One way such illegitimate data transfer occurs is through the e-mail channel. The chance of a disgruntled or a departing employee e-mailing confidential data to their personal account is all too easy.
How can this scenario be addressed?
Several existing security products attempt to thwart illegitimate data transfers. For example, data loss prevention (DLP) solutions detect the presence of sensitive data inflight or at rest—usually by matching it against predefined signatures. Despite such offerings, detecting unauthorized data transfer remains an enterprise security challenge, particularly in relation to the volume of false positives they generate.
Additional contextual information is needed to help calibrate data transfer alerts and reduce false positives. For example, is an external address to which data is being emailed a personal account? E-mail from firstname.lastname@example.org to email@example.com should raise an analyst’s eyebrows and serve as evidence of risk.
But how can you match Chad with his external email accounts? Short of reading such data from known HR records (if they exist), one method is to mine it from historical e-mail records—a data science problem.
A data exploration exercise
A typical data science approach has two phases. The first is an exploration phase, where an examiner “feels” the data to gain intuition about it. The second phase is to engineer machine learning algorithms. At Exabeam, such exploration has enabled us to develop classification heuristics to determine if two e-mail addresses belong to the same person.

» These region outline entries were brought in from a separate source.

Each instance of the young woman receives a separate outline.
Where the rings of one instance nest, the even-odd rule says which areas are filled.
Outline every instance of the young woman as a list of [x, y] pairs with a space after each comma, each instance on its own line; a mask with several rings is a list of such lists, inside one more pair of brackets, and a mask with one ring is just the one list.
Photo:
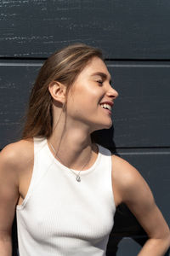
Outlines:
[[101, 52], [68, 46], [42, 67], [20, 141], [0, 154], [0, 255], [105, 255], [116, 207], [128, 205], [148, 234], [139, 256], [161, 256], [169, 229], [139, 172], [94, 143], [112, 125], [118, 96]]

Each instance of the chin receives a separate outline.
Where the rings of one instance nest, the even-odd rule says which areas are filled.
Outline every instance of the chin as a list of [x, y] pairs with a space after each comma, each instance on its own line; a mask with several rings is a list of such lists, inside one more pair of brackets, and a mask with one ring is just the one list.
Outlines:
[[107, 124], [100, 124], [98, 126], [96, 125], [96, 127], [94, 129], [93, 131], [98, 131], [98, 130], [103, 130], [103, 129], [110, 129], [112, 126], [112, 122], [107, 123]]

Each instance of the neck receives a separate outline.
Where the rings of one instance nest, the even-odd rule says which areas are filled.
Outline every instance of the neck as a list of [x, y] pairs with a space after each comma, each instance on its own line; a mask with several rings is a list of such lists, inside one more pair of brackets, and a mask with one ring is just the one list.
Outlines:
[[81, 170], [87, 163], [83, 168], [86, 170], [95, 157], [96, 148], [92, 144], [89, 131], [77, 124], [69, 129], [57, 127], [48, 142], [56, 152], [56, 158], [71, 169]]

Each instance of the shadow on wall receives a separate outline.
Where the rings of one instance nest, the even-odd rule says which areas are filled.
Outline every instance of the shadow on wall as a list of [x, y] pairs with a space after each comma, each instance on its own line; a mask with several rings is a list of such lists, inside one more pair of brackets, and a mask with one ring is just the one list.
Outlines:
[[[119, 155], [116, 152], [113, 137], [113, 126], [110, 129], [96, 131], [92, 134], [93, 142], [107, 148], [113, 154]], [[125, 204], [121, 204], [117, 207], [114, 217], [114, 227], [111, 230], [108, 241], [106, 252], [107, 256], [117, 255], [118, 245], [123, 237], [131, 237], [141, 247], [147, 240], [147, 235], [137, 221], [136, 218], [133, 215]], [[17, 248], [18, 241], [15, 217], [13, 224], [13, 256], [18, 256]], [[165, 256], [168, 255], [169, 253], [167, 252]]]

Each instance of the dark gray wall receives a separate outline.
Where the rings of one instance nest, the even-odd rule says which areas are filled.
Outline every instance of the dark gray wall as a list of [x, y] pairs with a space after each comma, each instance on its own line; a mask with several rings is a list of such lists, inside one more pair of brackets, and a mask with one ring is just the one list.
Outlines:
[[[170, 224], [170, 2], [8, 0], [0, 8], [0, 148], [20, 137], [28, 94], [45, 58], [75, 42], [98, 46], [119, 92], [113, 109], [116, 151], [147, 180]], [[111, 148], [108, 137], [109, 131], [104, 138]], [[119, 237], [144, 237], [124, 207], [117, 214], [108, 255]], [[116, 255], [133, 256], [139, 249], [124, 238]]]

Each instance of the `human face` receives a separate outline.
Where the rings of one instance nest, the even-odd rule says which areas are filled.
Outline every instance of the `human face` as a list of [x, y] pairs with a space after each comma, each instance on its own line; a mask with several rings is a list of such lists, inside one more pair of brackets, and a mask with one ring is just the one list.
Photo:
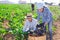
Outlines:
[[28, 21], [32, 22], [32, 17], [27, 17]]
[[38, 9], [39, 12], [43, 12], [44, 11], [44, 8], [41, 8], [41, 9]]

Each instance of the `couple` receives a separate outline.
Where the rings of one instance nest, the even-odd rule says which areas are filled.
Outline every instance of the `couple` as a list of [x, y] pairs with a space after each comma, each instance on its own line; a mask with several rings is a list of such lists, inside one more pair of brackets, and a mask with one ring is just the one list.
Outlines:
[[[28, 14], [27, 20], [25, 22], [23, 31], [27, 32], [28, 30], [34, 31], [36, 29], [36, 25], [38, 24], [38, 21], [41, 20], [42, 18], [42, 23], [44, 23], [44, 26], [48, 25], [48, 31], [49, 31], [49, 36], [50, 36], [50, 40], [52, 40], [52, 14], [50, 12], [50, 10], [44, 6], [43, 3], [38, 3], [37, 4], [37, 20], [32, 18], [31, 14]], [[47, 37], [46, 37], [46, 40]]]

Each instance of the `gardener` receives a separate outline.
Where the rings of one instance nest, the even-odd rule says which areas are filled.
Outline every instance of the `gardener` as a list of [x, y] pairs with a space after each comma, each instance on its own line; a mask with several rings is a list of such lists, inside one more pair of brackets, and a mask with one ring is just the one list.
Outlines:
[[[28, 32], [28, 31], [33, 32], [36, 29], [37, 24], [38, 24], [37, 20], [32, 18], [31, 14], [27, 14], [27, 19], [25, 21], [23, 32]], [[26, 39], [26, 40], [28, 40], [28, 39]]]
[[[48, 25], [48, 31], [49, 31], [49, 36], [50, 40], [52, 40], [52, 14], [50, 10], [45, 7], [44, 3], [37, 3], [37, 20], [40, 21], [42, 19], [42, 23], [44, 23], [44, 26]], [[46, 37], [46, 40], [47, 37]]]

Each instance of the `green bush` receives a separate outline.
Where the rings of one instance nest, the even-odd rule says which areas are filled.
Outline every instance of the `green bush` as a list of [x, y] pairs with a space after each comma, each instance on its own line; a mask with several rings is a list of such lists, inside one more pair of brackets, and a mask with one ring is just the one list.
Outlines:
[[[58, 7], [51, 6], [50, 10], [53, 12], [53, 18], [55, 20], [57, 16], [60, 15], [60, 9], [58, 9]], [[4, 20], [8, 20], [8, 25], [11, 28], [10, 32], [15, 35], [16, 40], [22, 40], [24, 19], [26, 14], [29, 12], [31, 12], [31, 7], [29, 4], [0, 4], [0, 35], [7, 33], [2, 24]], [[34, 13], [35, 14], [33, 17], [37, 18], [36, 12]]]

Most users adopt conventions in naming their personal email accounts. One observation is that a user’s “handle” is often based on their first and/or last name. To leverage this, naming variants can be evaluated for their similarity to an external address. For example, Chad might use chad_doe, chadd, cdoe, or chad.doe.
This approach is similar to domain name permutation used in identifying phishing sites. With an effectiveness rating of about 10%, it catches the low-hanging fruit in relation to linking users with external addresses. And it yields near-zero false positives.
But not all personal e-mail addresses use actual names as their root; many bear no correlation. Here, historical e-mail records can be used to determine whether there is sufficient behavioral fingerprints to link a corporate sender to an external receiver (e.g., firstname.lastname@example.org to email@example.com). Insights gleaned from data exploration in real environments have permitted Exabeam to develop such associative heuristics.
These are based on a variety of factors, including:
- Frequency of communication between corporate and external addresses
- Direction of communication between the addresses
- Textual content within e-mail Subject: fields
Based on such factors, various metrics are used to classify whether a pair of work/personal addresses belong to the same person. One observed metric is whether a Subject: line contains a null string (supposing that one doesn’t bother completing the field when e-mailing oneself). Another is the ratio of messages between sender and receiver that are marked forwarded versus replied.
Such non-trivial data exploration enables Exabeam to develop useful metrics. Firm benchmark numbers are hard to come by, as there is no ground truth. Yet from the metrics we’ve constructed heuristics-based rules.
Consider the following: In an environment where no known volume of users have sent personal emails to themselves while at work, this method has matched up to 15% of the user base with personal e-mail addresses—and with near-zero false positives. Other enterprises may realize a different result depending on security practices in place. (Note: the heuristics rule threshold can be relaxed to claim more e-mail addresses—if a use case can tolerate some amount of false positives.)
In anomaly detection of malicious activity, context is the key in mitigating false positives. For detecting data exfiltration via the e-mail channel, DLP alerts can be prioritized by knowing whether a personal e-mail is involved. This is one way data analytics for context estimation can be used in Exabeam’s Advanced Analytics security offering.